Once the staging table is established, SQL Server’s BULK INSERT statement is employed to transfer the data from the .csv file to the staging database table. A sample of this command is:

BULK INSERT [dbo].[YourStagingTableName]
FROM ‘Full path to your file in single quotes' --Filepath here
WITH (FORMAT='CSV',
	FIRSTROW = 2, --the first row is a header row, so start with row 2
	FIELDTERMINATOR = ',', --we are using commas to separate fields
	FIELDQUOTE = '"', --text fields are enclosed in double quotes; 
		--commas between double quotes are not interpreted as field separators
	ROWTERMINATOR ='0x0a' –hex value of Windows row termintator characters
		--ERRORFILE = '' --file path to .log file to hold errors
	)
 )

The final step in our process involves transferring data from the staging table to the production table.

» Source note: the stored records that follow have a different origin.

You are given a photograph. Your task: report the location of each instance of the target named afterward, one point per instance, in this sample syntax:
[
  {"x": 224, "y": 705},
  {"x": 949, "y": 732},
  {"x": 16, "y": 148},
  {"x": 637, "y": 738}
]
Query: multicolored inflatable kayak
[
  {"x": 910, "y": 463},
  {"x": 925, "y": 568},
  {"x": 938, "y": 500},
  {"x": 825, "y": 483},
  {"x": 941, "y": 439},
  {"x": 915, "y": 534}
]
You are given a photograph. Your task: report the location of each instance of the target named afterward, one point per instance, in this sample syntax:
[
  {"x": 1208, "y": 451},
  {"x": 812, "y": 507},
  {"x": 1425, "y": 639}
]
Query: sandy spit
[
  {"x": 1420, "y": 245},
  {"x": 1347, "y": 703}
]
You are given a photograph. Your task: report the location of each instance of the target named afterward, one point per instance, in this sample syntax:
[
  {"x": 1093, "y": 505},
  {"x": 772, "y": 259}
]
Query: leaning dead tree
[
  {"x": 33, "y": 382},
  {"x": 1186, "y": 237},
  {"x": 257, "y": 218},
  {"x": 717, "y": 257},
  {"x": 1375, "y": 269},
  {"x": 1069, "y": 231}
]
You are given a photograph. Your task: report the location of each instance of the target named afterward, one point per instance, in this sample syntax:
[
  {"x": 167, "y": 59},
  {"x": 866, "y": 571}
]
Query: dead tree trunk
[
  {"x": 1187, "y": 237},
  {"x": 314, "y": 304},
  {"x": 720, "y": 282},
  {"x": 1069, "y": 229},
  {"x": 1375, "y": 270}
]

A production table must be created to store the finalized data, which can be achieved using the CREATE TABLE statement:

CREATE TABLE [dbo].[NFLISDrugDQS](
	[LabType] [varchar](100) NULL,
	[RptAggr] [varchar](100) NULL,
	[YYYY] [varchar](10) NOT NULL,
	[Period] [varchar](1000) NULL,
	[DrugReports] [varchar](1000) NULL,
	[QueryRunDate] [datetime] NULL,
	[SubstanceID] [varchar](10) NOT NULL,
	[SubstanceDescription] [varchar](500) NULL,
	[BaseID] [varchar](100) NULL,
	[BaseDescription] [varchar](500) NULL,
	[DrugCategoryCode] [varchar](10) NULL,
	[DrugCategoryDescription] [varchar](500) NULL,
	[State] [varchar](2) NULL,
	[StateLongName] [varchar](50) NULL,
	[StateFIPS] [varchar](2) NOT NULL,
	[Source] [varchar](100) NULL,
	[RecordCreatedDate] [datetime] NULL,
CONSTRAINT [PK_NFLISDrugDQS] PRIMARY KEY CLUSTERED 
(	[YYYY] ASC,
	[SubstanceID] ASC,
	[StateFIPS] ASC)
)

The CONSTRAINT option defines a primary key for the table, with the YYYY, SubstanceID and StateFIPS comprising the primary key.

Fields are assigned different data types depending on the nature of the data. The Population field is created with an integer (Int) data type, while other fields retain the varchar type. The DrugReports field should always contain integer values; however, we will leave it as varchar in case any rows have a value such as ‘N/A’. We can always convert the value to an integer when the data is extracted for analysis.

Additionally, the fields Source and RecordCreatedDate are included to document the origin of each data row and the timestamp for when the data was inserted into the database.

Now that our production table is created, we proceed to transfer the data from the staging table to the production table using a script similar to the following:

INSERT INTO [YourProductionDatabase].[dbo].[YourProductionTable]
SELECT TRIM([LabType])
	  ,TRIM([RptAggr])
	  ,TRIM([YYYY])
	  ,TRIM([Period])
	  ,TRIM([DrugReports])
	  ,TRY_CONVERT(datetime,TRIM([QueryRunDate])) as 'QueryRunDate'
	  ,TRIM([SubstanceID])
	  ,TRIM([SubstanceDescription])
	  ,TRIM([BaseID])
	  ,TRIM([BaseDescription])
	  ,TRIM([DrugCategoryCode])
	  ,TRIM([DrugCategoryDescription])
	  ,TRIM([State])
	  ,TRIM([StateLongName])
	  ,TRIM([StateFIPS])
	  ,'FileNameHere' as 'Source'
	  ,GETDATE() as 'RecordCreatedDate'
FROM [YourStagingDatabase].[dbo].[YourStagingTable]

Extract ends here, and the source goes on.